Lost in Space has taken a number of creative liberties with the source material, most notably in Robot. Instead of Will Robinson’s (Maxwell Jenkins, Betrayal, Sense8) invention, Robot is a mysterious alien creation that may or may not pose a real threat to the surviving colonists, who also may or may not have been responsible for the crash in the first place. There’s a sense of ominous foreboding following Robot, which fleshes out the character that has traditionally been nothing more than a campy deus ex machina.
Instead of an astrophysicist as he was in the original series, John Robinson is a special forces soldier who has spent so much time away from his family, his wife Maureen (Molly Parker, 1922, House of Cards) is ready to literally take the kids and leave the planet without him. He and his children barely know each other, so much so that the eldest, Judy (Taylor Russell, Falling Skies) is openly hostile to him.

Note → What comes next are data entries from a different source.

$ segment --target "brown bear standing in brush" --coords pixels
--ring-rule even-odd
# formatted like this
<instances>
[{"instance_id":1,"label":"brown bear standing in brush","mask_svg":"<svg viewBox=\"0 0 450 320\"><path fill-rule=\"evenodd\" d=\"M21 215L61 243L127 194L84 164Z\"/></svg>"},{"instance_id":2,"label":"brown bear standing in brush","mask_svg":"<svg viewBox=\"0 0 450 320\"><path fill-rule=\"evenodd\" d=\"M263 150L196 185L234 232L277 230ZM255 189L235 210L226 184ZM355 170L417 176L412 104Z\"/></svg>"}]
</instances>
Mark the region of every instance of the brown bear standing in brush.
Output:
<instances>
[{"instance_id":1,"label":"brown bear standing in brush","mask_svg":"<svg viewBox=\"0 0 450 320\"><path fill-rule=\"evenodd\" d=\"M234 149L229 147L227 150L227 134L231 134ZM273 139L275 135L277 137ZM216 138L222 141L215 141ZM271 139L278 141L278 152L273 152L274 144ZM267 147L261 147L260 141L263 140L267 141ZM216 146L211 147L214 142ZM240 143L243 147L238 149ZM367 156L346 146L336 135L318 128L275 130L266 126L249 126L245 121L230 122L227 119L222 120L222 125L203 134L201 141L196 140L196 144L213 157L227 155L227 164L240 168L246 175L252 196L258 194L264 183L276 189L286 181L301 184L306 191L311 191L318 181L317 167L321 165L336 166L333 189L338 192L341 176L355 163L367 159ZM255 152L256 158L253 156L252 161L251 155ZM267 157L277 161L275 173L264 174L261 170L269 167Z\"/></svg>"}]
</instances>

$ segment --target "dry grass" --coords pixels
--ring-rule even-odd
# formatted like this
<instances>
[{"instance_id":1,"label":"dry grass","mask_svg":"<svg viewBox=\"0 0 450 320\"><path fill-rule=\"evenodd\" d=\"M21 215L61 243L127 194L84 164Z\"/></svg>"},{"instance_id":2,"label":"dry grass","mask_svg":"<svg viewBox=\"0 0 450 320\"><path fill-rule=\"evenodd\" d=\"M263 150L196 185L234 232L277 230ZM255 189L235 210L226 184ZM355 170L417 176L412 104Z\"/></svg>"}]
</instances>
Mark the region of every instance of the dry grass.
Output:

Again, I’m only three episodes in, so they could change this by end of the season, but thus far the show has remained blessedly vague about John’s profession. It’s relevant insofar as expository background for John’s discomfort with his family and his handy dandy survivor man skills. There’s also something charming about this character as the sort of bewildered husband of an astrophysicist (Maureen gets that role!) and father of two child prodigies. It’s a relief that the show makes no attempt to flesh out his military service because judging by Netflix’s other attempts to do so, it would be an un-researched train wreck.
Middle child Penny (Mina Sundwall, #Horror) is a delight. She’s the only Robinson child who takes after her father, favoring efficient problem solving (re: she’s a door kicker) and unfairly saddled with extraneous labor because she isn’t one of the family geniuses. Penny injects the Robinson clan with much-needed – if often as neglected as Penny herself – humor. I’m hoping they devote at least some time to the similarities between Penny and John, rather than focusing solely on all the ways John doesn’t relate to Judy or Will.
Finally, there’s “Dr. Smith.” It is so unusual for a show to feature a female villain who is this kind of non-sexualized sociopath. Posey makes Dr. Smith creepy in a way an older man fixating on a little boy can’t be because that can only be one flavor of creepy. In the space of three episodes, Will’s empathetic nature tapped into Robot and Smith, though it’s hard to say this early on which connection will prove to be more dangerous. Doing the right thing is certainly more difficult for Smith, who looks visibly sickened by how her new human connection with Will is inspiring brief moments of altruism. She is so engaging in her portrayal it’s difficult to look away whenever she’s on screen. Parker Posey is simply always fun to watch and I can’t wait to see the roller coaster she takes this character on for the next seven episodes.
It’s still early so my opinion of the series may change, but thus far Lost in Space is fun, exciting, and updated in enough ways to keep the story socially relevant.